Judgment Day
by digby
Ryan Lizza on the Manafort indictment raises the central question that would be asked if any other man but Donald Trump had hired him: what in the hell kind of terrible judgment does this show in a presidential candidate?
Paul Manafort and the dirty world of Ukrainian politics were naturally simpatico: the former is a skilled political consultant for hire who, it is now alleged, had a penchant for hiding the extent of his income from U.S. authorities; the latter is a cynical and deeply corrupt universe in which offshore accounts and tax-evasion schemes make up the system’s basic essence. Manafort was a natural in that world, helping his client Viktor Yanukovych, Ukraine’s former President, play up ethnic and linguistic cleavages (remind you of another campaign?) until he was ultimately deposed, in mass protests, in 2014. One imagines that Yanukovych, for whom Manafort worked from roughly 2006 until 2014, according to the indictment, and who kept an ostrich zoo and a garage full of antique cars at his illegally privatized residence outside of Kiev, didn’t always pay in fully transparent and properly declared bank transfers. That much, in fact, we have known for some time.
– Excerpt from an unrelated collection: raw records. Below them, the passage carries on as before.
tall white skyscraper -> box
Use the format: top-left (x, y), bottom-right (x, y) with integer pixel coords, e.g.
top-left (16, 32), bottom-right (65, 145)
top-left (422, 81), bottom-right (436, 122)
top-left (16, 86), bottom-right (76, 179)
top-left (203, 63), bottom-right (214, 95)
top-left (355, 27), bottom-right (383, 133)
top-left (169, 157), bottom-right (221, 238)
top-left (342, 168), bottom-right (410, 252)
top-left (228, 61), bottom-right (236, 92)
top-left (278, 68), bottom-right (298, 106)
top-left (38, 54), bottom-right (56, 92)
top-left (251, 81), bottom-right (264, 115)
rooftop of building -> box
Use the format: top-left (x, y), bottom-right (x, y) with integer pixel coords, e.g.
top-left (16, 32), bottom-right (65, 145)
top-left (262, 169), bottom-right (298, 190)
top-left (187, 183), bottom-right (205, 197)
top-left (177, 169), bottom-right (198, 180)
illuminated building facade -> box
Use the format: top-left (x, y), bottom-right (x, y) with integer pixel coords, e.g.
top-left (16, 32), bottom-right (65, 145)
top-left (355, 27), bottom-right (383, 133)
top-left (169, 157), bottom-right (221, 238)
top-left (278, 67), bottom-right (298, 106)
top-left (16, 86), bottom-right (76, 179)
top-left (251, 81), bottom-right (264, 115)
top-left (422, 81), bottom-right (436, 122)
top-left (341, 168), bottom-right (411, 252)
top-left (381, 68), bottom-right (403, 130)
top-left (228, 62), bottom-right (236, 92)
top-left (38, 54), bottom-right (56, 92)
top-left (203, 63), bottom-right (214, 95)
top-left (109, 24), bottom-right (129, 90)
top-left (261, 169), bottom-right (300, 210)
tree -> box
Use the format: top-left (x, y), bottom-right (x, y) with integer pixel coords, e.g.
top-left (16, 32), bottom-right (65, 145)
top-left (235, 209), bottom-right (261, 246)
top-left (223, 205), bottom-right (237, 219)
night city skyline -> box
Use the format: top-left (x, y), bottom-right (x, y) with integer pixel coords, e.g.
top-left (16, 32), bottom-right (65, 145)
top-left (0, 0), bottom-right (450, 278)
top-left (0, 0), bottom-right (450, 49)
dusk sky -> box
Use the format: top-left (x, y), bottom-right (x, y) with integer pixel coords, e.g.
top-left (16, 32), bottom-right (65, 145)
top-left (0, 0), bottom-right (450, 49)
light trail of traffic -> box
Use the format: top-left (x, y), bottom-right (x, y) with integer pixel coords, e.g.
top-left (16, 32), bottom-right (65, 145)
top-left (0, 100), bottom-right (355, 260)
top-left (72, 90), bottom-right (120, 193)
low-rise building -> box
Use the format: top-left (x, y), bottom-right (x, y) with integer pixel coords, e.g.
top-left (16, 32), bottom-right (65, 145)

Last year, when I was reporting a story for the magazine on a pair of journalists turned parliamentarians in Ukraine, one of the piece’s subjects—a prominent Ukrainian investigative journalist named Sergii Leshchenko—showed up at a meeting with a stack of papers. These were secret ledgers, Leshchenko told me, detailing off-book illegal payments by Yanukovych and his party for all sorts of services. They also included twelve million dollars in payments to Manafort. (The Times had published an article on the ledgers in August, 2016.) “It’s the dark side of politics,” Leshchenko told me. Today that dark side was made a shade lighter. Today’s indictment is a reflection of how corruption in one country rarely stays there but leaks out into the global financial system, where ill-gotten cash can make its way from the Ukrainian treasury to Brooklyn real estate. Manafort likely believed that what happened in Kiev would stay in Kiev. And maybe it would have, if it weren’t for his work for Trump, and his latest client’s unexpected victory—and the scrutiny that followed. Today it’s possible that Manafort is wishing his last, and greatest, political-campaign triumph didn’t turn out so lucky.
It’s not as though we didn’t know that Trump’s campaign manager had spent his life working on behalf of oligarchs and despots (or that trump himself was a fraud and a serial sexaul assaulter.) We knew. Everyone knew. And everyone knew that Trump had the judgement of a turnip.
Half the voters in this country DID NOT CARE. That is the reality that everyone wants to evade in order to protect our “democracy” and perpetuate the insane notion that the American voters are the wisest, warmest most generous people in the world and we must always respect their “common sense” and offer them empathy for whatever outside forces “make” them vote for someone like Donald Trump. I’m sorry, these people are deplorable. And look where we are because of it.